Wat iedereen natuurlijk -nu meer dan ooit- wil weten is of de goudmijnaandelen nog verder zullen dalen, en zo ja met hoeveel. We hebben helaas geen glazen bol om u hierop het antwoord te geven, maar we kunnen wel een aantal feiten aanhalen die investeerders moeten helpen om een berekend risico te nemen.

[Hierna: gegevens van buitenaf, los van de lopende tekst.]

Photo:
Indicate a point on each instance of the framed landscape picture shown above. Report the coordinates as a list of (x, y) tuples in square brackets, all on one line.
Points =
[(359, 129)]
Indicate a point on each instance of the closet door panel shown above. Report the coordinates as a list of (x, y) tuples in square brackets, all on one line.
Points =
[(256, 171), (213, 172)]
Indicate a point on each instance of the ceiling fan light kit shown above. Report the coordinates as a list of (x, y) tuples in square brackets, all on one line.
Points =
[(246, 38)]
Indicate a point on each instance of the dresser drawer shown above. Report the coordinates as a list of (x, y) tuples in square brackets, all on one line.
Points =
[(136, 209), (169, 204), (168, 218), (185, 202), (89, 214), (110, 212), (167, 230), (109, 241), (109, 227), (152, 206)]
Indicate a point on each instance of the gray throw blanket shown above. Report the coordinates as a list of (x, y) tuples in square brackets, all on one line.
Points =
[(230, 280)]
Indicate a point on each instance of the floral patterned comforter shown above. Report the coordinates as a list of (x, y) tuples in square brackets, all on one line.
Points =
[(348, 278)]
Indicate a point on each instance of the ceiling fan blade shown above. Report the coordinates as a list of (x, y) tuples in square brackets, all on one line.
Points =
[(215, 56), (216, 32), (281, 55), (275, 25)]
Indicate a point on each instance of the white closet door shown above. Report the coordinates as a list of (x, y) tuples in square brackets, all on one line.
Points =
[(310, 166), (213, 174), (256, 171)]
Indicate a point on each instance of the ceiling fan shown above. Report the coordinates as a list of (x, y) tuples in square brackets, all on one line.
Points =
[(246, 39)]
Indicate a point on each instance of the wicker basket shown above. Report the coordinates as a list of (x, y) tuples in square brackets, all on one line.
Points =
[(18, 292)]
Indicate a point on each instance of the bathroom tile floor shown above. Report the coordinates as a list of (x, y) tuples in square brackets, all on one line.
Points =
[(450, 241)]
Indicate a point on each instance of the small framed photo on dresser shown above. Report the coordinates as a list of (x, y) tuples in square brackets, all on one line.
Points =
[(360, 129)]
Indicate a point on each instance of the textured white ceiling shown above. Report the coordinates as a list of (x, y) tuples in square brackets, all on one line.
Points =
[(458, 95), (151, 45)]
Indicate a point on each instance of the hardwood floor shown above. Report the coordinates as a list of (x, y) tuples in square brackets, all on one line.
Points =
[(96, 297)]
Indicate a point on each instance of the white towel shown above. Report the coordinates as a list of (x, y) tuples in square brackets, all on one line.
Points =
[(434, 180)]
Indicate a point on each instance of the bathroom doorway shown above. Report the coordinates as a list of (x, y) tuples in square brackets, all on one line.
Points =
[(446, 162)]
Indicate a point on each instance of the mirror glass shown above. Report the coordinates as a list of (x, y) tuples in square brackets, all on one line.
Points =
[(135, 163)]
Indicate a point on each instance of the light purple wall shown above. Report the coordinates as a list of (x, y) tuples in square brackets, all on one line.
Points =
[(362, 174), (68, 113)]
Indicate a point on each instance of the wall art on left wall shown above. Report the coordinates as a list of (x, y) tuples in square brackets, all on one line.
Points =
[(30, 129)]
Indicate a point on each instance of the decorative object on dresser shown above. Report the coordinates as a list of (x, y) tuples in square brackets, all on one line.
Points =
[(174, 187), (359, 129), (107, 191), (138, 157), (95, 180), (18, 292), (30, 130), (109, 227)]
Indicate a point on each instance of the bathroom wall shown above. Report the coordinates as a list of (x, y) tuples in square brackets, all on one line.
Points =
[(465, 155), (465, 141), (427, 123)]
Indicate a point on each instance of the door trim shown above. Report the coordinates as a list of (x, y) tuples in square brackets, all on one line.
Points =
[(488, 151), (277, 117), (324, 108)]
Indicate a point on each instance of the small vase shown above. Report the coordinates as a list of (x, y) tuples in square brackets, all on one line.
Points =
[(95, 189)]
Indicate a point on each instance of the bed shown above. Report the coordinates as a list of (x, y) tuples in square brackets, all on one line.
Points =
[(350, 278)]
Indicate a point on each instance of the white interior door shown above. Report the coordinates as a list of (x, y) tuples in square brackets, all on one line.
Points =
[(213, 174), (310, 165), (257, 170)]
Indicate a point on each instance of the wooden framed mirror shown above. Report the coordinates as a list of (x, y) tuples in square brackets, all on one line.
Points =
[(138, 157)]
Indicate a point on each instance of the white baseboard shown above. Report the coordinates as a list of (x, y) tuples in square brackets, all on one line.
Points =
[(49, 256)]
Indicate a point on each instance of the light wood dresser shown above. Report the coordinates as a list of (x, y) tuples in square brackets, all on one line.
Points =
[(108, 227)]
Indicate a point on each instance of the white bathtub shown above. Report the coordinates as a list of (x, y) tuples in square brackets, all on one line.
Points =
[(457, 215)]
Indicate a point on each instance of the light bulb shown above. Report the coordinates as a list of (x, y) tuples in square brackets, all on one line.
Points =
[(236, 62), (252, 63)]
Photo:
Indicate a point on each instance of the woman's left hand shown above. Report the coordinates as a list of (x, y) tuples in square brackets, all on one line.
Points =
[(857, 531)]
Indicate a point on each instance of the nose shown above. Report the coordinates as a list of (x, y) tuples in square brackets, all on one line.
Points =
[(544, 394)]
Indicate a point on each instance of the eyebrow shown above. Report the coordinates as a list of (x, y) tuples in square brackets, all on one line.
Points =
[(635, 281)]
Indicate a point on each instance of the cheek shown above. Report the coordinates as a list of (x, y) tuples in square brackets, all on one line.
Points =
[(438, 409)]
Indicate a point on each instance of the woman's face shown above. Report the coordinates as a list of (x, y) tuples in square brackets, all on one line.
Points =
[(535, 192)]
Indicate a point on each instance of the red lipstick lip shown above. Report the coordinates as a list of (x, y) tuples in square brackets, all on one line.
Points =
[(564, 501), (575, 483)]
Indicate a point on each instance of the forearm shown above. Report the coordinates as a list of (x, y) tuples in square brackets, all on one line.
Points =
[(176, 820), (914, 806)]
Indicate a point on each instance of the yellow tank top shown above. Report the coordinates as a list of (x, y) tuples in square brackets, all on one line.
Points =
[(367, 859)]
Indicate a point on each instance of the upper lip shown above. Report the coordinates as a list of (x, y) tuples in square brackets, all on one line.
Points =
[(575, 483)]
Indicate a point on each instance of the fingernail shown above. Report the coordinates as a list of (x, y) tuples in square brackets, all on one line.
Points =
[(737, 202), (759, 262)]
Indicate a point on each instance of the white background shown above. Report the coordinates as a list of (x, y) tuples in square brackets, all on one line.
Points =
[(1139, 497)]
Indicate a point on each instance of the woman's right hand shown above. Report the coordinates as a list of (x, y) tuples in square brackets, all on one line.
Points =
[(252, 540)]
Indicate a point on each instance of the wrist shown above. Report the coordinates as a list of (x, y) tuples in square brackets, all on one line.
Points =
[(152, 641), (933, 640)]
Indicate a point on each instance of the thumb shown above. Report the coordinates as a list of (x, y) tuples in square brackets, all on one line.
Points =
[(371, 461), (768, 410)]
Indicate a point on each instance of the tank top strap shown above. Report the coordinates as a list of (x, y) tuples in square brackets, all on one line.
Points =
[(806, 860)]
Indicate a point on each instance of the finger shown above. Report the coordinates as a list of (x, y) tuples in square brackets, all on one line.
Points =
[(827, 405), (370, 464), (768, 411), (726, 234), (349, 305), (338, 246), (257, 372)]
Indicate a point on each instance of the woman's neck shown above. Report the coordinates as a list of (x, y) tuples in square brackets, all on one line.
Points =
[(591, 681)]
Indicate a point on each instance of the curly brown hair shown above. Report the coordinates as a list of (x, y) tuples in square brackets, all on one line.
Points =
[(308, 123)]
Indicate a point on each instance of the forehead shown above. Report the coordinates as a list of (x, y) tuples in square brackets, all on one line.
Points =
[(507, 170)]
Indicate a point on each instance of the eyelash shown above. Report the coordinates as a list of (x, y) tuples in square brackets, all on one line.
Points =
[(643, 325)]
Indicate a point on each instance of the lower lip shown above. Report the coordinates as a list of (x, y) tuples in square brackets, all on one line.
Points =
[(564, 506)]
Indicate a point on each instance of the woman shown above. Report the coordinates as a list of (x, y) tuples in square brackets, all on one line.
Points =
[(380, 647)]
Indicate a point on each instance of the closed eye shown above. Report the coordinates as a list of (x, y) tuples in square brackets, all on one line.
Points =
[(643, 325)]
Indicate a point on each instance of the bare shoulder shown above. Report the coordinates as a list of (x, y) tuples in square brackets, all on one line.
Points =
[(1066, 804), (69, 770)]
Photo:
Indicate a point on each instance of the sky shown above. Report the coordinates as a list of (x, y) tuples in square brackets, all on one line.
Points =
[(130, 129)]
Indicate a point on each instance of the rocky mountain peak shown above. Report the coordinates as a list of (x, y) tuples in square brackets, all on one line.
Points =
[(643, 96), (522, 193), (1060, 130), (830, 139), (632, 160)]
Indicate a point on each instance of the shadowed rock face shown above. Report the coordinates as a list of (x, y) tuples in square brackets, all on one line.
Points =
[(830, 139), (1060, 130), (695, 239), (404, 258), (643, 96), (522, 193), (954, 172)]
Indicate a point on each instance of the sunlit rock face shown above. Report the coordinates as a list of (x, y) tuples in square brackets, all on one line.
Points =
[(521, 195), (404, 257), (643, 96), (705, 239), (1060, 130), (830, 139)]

Toen we in februari in deze rubriek de goudmijnaandelen hebben besproken, had niemand met een prijsdaling van dergelijke omvang (zowel wat goud als de aandelen betreft) rekening gehouden. Maar het gebeurde dus wel. Er zijn slechts een handvol goudmijnbedrijven die de beleggers inzicht geven in de totale productiekosten. Het is bijgevolg moeilijk te bepalen welke momenteel onder hun break-evenniveau werken. Toch moet u er niet aan twijfelen dat aan een prijs van 1300 tot 1400 USD een aanzienlijk deel van de mijnen verlieslatend is. Daarom is het nog niet zo dat een mijngroep in zijn geheel verlieslatend is, maar verschillende individuele mijnen zijn dit zeker wel. De bedrijven die het eerst onder druk zullen komen, zijn die waarvan de activa zich concentreren in regio’s met een hoge productiekost. We denken hierbij in de eerste plaats aan de Zuid-Afrikanen. In regel zijn grote groepen die over verschillende operationele activa beschikken, verspreid over verschillende continenten beter beschermd tegen een aanhoudend lage goudprijs. Bedrijven als Newmont Mining, Barrick Gold en Goldcorp, die bovendien vaak nog inkomsten genereren uit bijproducten (vooral basismetalen) kunnen beter tegen een stootje. Toch is het niet uitgesloten dat sommige bedrijven met de hete adem van bankiers en schuldeisers in hun nek opnieuw zullen gaan hedgen (productie op voorhand verkopen). De kans is overigens klein dat, als gevolg van de lagere goudprijs, de mijnproductie op korte termijn zal dalen. Om het hoofd boven water te kunnen houden, zal integendeel net het omgekeerde gebeuren. Producenten wie het water aan de lippen staat, zullen proberen om eerst de rijkere ertslagen te ontginnen om de lagere goudprijs te compenseren met een hogere productie. Op iets langere termijn is dit natuurlijk een kansloze strategie.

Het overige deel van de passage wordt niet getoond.